My unlimited monthly pool membership in London, UK, cost half of what the same subscription costs me in Iasi, Romania [not even the capital].
“Cities in Romania are walkable” – city centers, correction. The post-communist suburbs of Romanian cities aren’t even paved, and sidewalks are – if they exist – maximum 70cm wide and with parked cars on them anyway.
So please, give me a break with walkability… historical city centers sure are walkable, I agree – but so are ANY historical city centers in ANY European country… the difference is: outside of the city center.
And another difference: Public Transport – appalling in Romania – people rely on cars – that drive on undersized, poorly maintained, congested, dirty, roads – to reach anywhere beyond the very center of cities.
“Private healthcare is affordable” – really?! For whom?! Who wrote this article?! Perhaps a Computer Programmer – earning 6-7x times the average Romanian’s salary?! Give me a break…
“Everyone speaks English” – really?! Does your mother/ father – you who wrote the article?! Correction: everyone learns English in school, nowadays [but that is a very recent phenomenon].
That doesn’t mean they are good at it, master it, will try it, you’ll be able to get-by using only English – outside of major metro areas. In any case – it’s nowhere nearly as widespread as in the Nordic countries for example, Netherlands, Germany, and so on…

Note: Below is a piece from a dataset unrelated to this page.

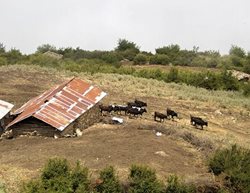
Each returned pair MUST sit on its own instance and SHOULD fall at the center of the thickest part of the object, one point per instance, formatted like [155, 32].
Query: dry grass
[230, 125]
[148, 87]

My fiancee is foreign, from outside of Europe, for that matter. For 3 months whilst in Romania – major cities [not the capital] – she barely found 5 people to reply to her in English. 5 people – in 3 months living in Romania…
“It’s safe” ?! Depends what you mean by that. There is a 12x times higher chance of being hurt in a car accident in Romania – than anywhere else in Europe. There is a 100x higher chance of being seriously hurt by stray dogs in Romania – than anywhere I’ve ever seen in Europe.
And I could go on… Sure – you won’t get stabbed and there are no terrorists – but that doesn’t make it “safe” per-say, only that there are other kinds of threats… such as the ones mentioned above.
“Romanian food is delicious” – arguably so. There are 7-10 dishes… usually very fat and unhealthy, and that can be found in most places in Eastern Europe/ the Balkans. We [I am Romanian, as you can probably tell] claim they are ours – for example “sarmale” – but so do the Serbs, Greeks, and many others…
How about diversity? How about when you get bored of those 7 dishes and want to taste something else? How easy it is to find let’s say an Indian restaurant in a random Romanian city [not capital, not Top 10]? Or a Mexican restaurant? etc. I will tell you how easy: almost impossible 🙂
And I can go on… but I will stop here…
Biggest myth: that Romania is cheap….
Used to be… 20 years ago… 15… not anymore… don’t believe me – go and see for yourself, before you make any decision.